For many, working at home has meant hunching over a laptop at the kitchen table. This works in the short term, but is hardly ideal on a permanent basis. Workers and students need their own space so they can concentrate in comfort.
Similarly, as gyms remain closed, keeping fit means bouncing around the living room without tripping over the furniture. Architects are already considering home office and/or exercise space for future designs.
Of course, extra rooms aren’t always possible especially in urban areas, but there are other solutions. Dropdown work desks in living or dining rooms can be folded away when not in use, and sliding doors and screens can hide an office or gym. A divan bed in the spare room can be replaced with a folding bed to free up space for work, study, exercise or play.
With more people working and studying at home, utility bills will start to feel the strain. An increase in cost-effective, energy-efficient houses is particularly necessary. Well insulated, modular homes are already growing in popularity, which is welcome news when you consider how much heat is lost through poor insulation (and how high energy bills can be as a result).
Medical experts agree that COVID-19 is likely to be around for some time to come. This suggests advanced water and air filtration systems in the home (and workplace) will be necessities rather than luxuries.
Lack of outdoor space has been one of the major frustrations of lockdown. Most houses have at least a small garden and some flats have a balcony or patio. However, many homes don’t have anything.

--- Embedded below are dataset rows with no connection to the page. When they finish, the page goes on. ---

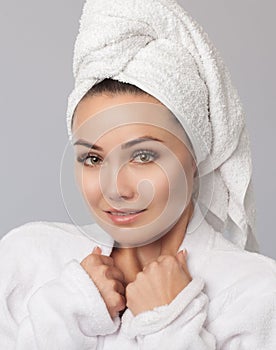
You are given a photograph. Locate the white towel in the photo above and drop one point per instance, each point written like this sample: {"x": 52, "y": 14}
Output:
{"x": 158, "y": 47}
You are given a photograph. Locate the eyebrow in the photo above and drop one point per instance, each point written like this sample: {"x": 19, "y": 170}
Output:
{"x": 123, "y": 146}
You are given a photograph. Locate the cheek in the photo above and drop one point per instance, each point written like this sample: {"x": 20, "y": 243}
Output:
{"x": 88, "y": 183}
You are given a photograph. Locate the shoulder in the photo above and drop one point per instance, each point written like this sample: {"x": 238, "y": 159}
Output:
{"x": 230, "y": 267}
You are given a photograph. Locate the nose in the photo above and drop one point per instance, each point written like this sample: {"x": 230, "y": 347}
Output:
{"x": 117, "y": 183}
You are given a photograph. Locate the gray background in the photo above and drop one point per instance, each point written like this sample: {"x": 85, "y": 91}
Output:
{"x": 37, "y": 39}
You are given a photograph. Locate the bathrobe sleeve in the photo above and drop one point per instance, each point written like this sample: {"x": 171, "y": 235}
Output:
{"x": 65, "y": 312}
{"x": 192, "y": 322}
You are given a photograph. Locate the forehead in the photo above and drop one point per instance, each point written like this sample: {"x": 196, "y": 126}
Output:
{"x": 127, "y": 120}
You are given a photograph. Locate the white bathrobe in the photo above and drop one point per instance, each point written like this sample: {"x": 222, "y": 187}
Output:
{"x": 48, "y": 301}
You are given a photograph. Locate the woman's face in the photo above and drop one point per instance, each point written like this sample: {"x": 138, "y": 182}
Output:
{"x": 149, "y": 180}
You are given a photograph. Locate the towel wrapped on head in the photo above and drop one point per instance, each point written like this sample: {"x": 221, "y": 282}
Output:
{"x": 158, "y": 47}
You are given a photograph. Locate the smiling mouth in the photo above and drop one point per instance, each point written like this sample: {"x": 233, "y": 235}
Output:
{"x": 125, "y": 213}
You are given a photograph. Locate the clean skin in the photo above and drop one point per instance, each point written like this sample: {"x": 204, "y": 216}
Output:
{"x": 161, "y": 270}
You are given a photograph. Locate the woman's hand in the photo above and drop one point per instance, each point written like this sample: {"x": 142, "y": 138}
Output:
{"x": 108, "y": 279}
{"x": 158, "y": 283}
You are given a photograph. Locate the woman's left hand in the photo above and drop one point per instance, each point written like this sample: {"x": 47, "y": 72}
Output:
{"x": 159, "y": 283}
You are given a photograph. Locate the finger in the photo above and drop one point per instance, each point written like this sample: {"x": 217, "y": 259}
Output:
{"x": 119, "y": 288}
{"x": 97, "y": 250}
{"x": 114, "y": 273}
{"x": 104, "y": 259}
{"x": 181, "y": 257}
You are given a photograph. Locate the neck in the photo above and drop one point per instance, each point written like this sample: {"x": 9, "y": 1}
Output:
{"x": 168, "y": 244}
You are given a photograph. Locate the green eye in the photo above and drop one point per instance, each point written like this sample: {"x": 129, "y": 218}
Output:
{"x": 145, "y": 156}
{"x": 95, "y": 160}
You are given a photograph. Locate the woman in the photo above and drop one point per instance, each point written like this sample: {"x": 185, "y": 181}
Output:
{"x": 158, "y": 162}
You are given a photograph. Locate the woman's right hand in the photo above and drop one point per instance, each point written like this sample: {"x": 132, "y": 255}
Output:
{"x": 108, "y": 279}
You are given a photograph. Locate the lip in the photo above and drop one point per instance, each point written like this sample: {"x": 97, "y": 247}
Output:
{"x": 126, "y": 219}
{"x": 122, "y": 210}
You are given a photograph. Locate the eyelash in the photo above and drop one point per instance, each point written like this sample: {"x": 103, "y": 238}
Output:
{"x": 153, "y": 154}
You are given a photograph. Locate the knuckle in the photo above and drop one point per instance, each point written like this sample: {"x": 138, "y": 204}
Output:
{"x": 169, "y": 260}
{"x": 139, "y": 275}
{"x": 152, "y": 265}
{"x": 113, "y": 284}
{"x": 129, "y": 289}
{"x": 103, "y": 269}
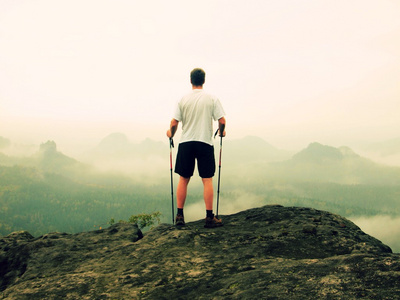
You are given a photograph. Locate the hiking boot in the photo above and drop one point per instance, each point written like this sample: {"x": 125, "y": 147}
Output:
{"x": 213, "y": 222}
{"x": 179, "y": 220}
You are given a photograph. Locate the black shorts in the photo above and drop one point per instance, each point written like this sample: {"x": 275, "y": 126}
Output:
{"x": 188, "y": 153}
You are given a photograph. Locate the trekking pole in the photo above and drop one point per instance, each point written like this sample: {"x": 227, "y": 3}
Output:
{"x": 219, "y": 168}
{"x": 171, "y": 145}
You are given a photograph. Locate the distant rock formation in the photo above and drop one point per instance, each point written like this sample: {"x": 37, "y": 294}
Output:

In normal times this is annoying, but when life revolves around the home for a prolonged period this situation becomes unbearable.
Architects are already looking at ways to maximise outdoor space. Flats can be built with balconies and rooftops turned into communal gardens, whilst areas between blocks may have more grass and trees and less concrete. Vertical gardens are already well established – a great solution when space is limited.
Green space also provides the means to grow your own produce. Food shortages caused by panic buying in recent months emphasised the frailty of the food supply chain, even in first-world countries.
This situation couldn’t have been envisaged even a few short months ago. Many people are now looking for a more self-sufficient lifestyle – a concept that was once a nice idea and now is fast becoming a necessity. Planners and builders are already seeing an increased demand for new designs allowing the incorporation of a bit of greenery, even where space is limited.